J’ai encore le cahier où j’avais noté les titres des films regardés avec mon petit frère, agrémentés d’un barème à base d’étoiles, préfigurant nos penchants pour la critique cinématographique. Et aujourd’hui que je possède une salle de « home cinema » en HD, rien ne me comble plus de plaisir que la lecture de ce vieux cahier.

Une collection faite avec passion, par Lily Cébon

Fin des années 1980, lorsque mon amoureux et moi avons emménagé ensemble, nos familles nous ont offert une télévision. Ni l’un ni l’autre n’avions décidé de faire entrer cette lucarne dans notre vie, trop occupés à lire, écrire, aller au cinéma et partager des soirées entre amis pour refaire le monde à l’occasion. Après avoir quand même exploré l’appareil, nous avons découvert La 7. Cette chaîne à été pour moi l’occasion de constater que la télé pouvait rendre intelligent. Je retrouvais le plaisir de faire des découvertes à travers le petit écran, comme quand mes parents, qui ont eu tardivement la télé, nous autorisaient, mes frères et moi, à regarder « Les Dossiers de l’écran ».

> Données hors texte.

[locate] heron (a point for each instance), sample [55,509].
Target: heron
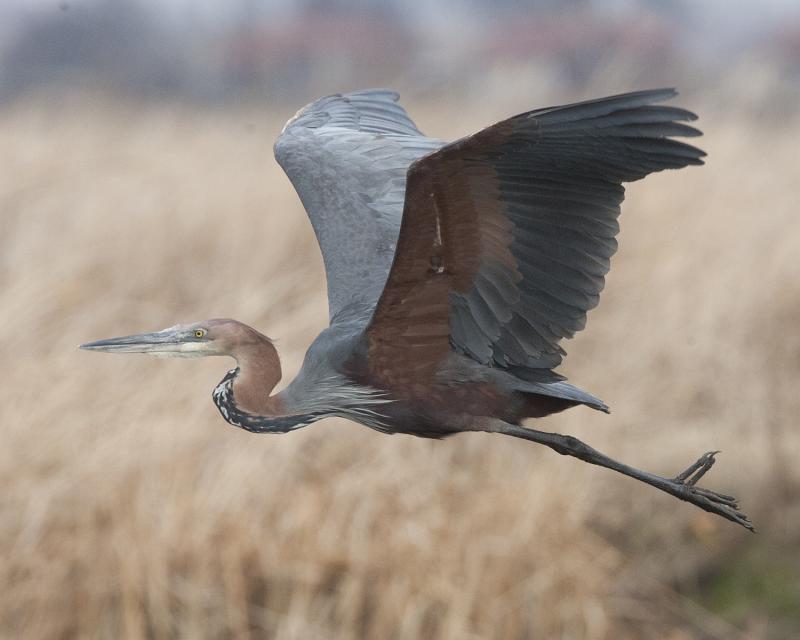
[454,272]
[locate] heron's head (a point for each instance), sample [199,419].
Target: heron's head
[217,337]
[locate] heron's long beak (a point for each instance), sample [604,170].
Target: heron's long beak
[169,342]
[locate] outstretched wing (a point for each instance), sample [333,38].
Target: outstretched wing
[347,157]
[507,234]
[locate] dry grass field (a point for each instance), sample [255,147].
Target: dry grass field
[129,509]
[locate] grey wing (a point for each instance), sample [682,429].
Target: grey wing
[507,234]
[347,157]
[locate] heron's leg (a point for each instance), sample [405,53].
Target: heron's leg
[682,486]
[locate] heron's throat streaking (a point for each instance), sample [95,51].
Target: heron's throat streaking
[259,367]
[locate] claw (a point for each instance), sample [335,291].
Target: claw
[697,470]
[719,503]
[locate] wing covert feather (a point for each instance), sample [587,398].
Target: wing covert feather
[507,234]
[347,157]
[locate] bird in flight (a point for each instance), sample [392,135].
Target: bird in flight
[454,271]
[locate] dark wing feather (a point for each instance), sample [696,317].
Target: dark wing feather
[507,234]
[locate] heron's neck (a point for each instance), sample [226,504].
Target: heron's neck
[259,373]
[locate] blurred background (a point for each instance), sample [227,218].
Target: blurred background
[138,190]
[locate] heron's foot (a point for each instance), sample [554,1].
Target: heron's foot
[711,501]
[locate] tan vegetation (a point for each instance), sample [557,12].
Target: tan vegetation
[130,509]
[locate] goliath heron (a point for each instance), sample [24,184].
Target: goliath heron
[454,271]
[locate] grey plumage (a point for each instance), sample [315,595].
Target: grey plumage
[454,271]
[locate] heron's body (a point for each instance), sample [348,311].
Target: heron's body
[454,270]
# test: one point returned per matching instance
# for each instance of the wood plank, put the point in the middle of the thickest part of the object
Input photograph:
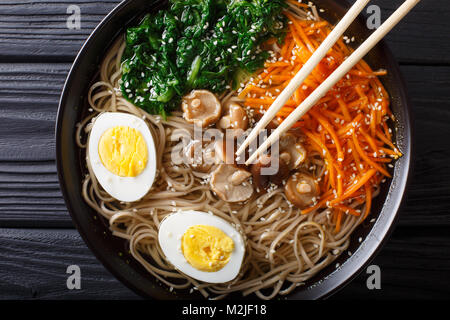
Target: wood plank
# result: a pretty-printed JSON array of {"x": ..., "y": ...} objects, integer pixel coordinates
[
  {"x": 29, "y": 190},
  {"x": 413, "y": 264},
  {"x": 36, "y": 30},
  {"x": 29, "y": 95},
  {"x": 33, "y": 265}
]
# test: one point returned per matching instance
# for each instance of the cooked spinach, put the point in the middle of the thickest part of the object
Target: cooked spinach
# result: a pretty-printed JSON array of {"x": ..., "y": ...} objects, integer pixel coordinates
[{"x": 207, "y": 44}]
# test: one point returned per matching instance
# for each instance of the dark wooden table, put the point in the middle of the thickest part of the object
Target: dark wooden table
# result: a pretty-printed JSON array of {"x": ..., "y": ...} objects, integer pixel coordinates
[{"x": 37, "y": 238}]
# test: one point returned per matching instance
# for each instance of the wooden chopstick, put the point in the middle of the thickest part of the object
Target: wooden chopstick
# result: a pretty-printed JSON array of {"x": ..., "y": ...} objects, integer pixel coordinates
[
  {"x": 304, "y": 72},
  {"x": 338, "y": 74}
]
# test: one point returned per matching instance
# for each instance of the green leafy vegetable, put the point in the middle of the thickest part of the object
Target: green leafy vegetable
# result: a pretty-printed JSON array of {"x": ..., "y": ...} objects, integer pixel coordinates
[{"x": 207, "y": 44}]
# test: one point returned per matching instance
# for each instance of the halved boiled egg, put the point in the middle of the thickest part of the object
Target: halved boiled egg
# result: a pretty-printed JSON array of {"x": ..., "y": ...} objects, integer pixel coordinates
[
  {"x": 202, "y": 246},
  {"x": 122, "y": 155}
]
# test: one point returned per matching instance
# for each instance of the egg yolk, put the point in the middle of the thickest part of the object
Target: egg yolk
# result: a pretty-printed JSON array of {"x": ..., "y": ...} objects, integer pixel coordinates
[
  {"x": 206, "y": 248},
  {"x": 123, "y": 151}
]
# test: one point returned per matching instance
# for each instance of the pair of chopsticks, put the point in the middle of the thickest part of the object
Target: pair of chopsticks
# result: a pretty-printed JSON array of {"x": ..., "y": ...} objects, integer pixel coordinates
[{"x": 308, "y": 67}]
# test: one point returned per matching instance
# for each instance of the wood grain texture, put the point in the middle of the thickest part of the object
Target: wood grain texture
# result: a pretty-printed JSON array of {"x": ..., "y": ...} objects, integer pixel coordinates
[
  {"x": 33, "y": 30},
  {"x": 33, "y": 264},
  {"x": 29, "y": 190}
]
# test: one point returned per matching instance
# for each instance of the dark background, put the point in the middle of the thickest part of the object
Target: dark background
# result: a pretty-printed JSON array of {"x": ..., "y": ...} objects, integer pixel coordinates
[{"x": 37, "y": 238}]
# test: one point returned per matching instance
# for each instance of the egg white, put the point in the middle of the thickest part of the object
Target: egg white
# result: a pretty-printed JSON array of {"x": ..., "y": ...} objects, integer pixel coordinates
[
  {"x": 175, "y": 225},
  {"x": 127, "y": 189}
]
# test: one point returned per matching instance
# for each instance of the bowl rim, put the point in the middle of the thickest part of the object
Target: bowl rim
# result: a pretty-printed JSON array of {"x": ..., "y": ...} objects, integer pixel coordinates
[{"x": 352, "y": 266}]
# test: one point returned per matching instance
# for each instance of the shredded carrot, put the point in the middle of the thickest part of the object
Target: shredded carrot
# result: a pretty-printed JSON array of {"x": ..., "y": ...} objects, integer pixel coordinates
[{"x": 347, "y": 127}]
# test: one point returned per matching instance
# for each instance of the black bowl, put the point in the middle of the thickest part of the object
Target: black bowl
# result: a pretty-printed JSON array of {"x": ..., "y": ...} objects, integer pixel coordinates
[{"x": 113, "y": 252}]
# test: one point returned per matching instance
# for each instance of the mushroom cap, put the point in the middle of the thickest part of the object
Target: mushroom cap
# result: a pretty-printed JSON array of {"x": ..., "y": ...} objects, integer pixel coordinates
[
  {"x": 235, "y": 117},
  {"x": 289, "y": 144},
  {"x": 263, "y": 181},
  {"x": 204, "y": 160},
  {"x": 201, "y": 107},
  {"x": 231, "y": 183},
  {"x": 222, "y": 154},
  {"x": 301, "y": 189}
]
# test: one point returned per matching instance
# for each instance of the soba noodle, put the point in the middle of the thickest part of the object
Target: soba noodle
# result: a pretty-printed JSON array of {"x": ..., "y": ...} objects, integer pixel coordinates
[{"x": 283, "y": 247}]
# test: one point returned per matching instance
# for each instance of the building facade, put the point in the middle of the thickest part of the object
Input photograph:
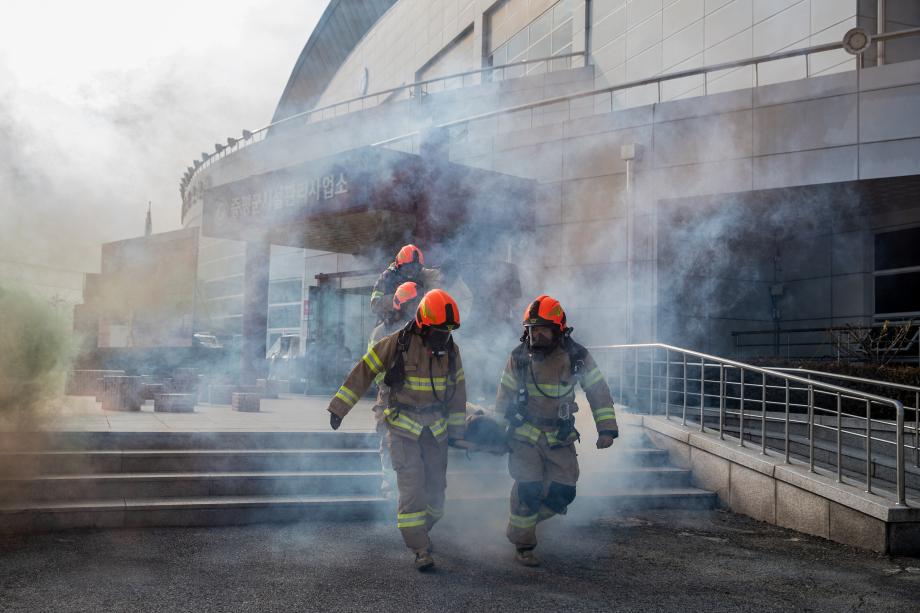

« La collection de VHS a été une des choses les plus difficiles à partager quand, dix ans plus tard, nos chemins se sont séparés. »

Nous avons cassé notre tirelire et sommes allés acheter un magnétoscope. Cet appareil magique faisait qu’on ne regardait pas la télé, mais on regardait La 7. J’affectionne particulièrement le souvenir de la voix de Michel Serres qui commentait « Tours du monde, tours du ciel ». Les amis me croyaient férue d’astronomie, j’apprenais certes des choses sur la vaste galaxie, mais surtout, à travers cette voix que je pouvais me repasser autant de fois que je le souhaitais, je rêvais. Nous avions mis au point une discipline pour enregistrer le « Ciné-club », et nous avons visionné tous les trésors du cinéma. La collection de VHS a été une des choses les plus difficiles à partager quand, dix ans plus tard, nos chemins se sont séparés. Nous n’en avons pas gardé rancune, tant cette collection à été faite avec passion.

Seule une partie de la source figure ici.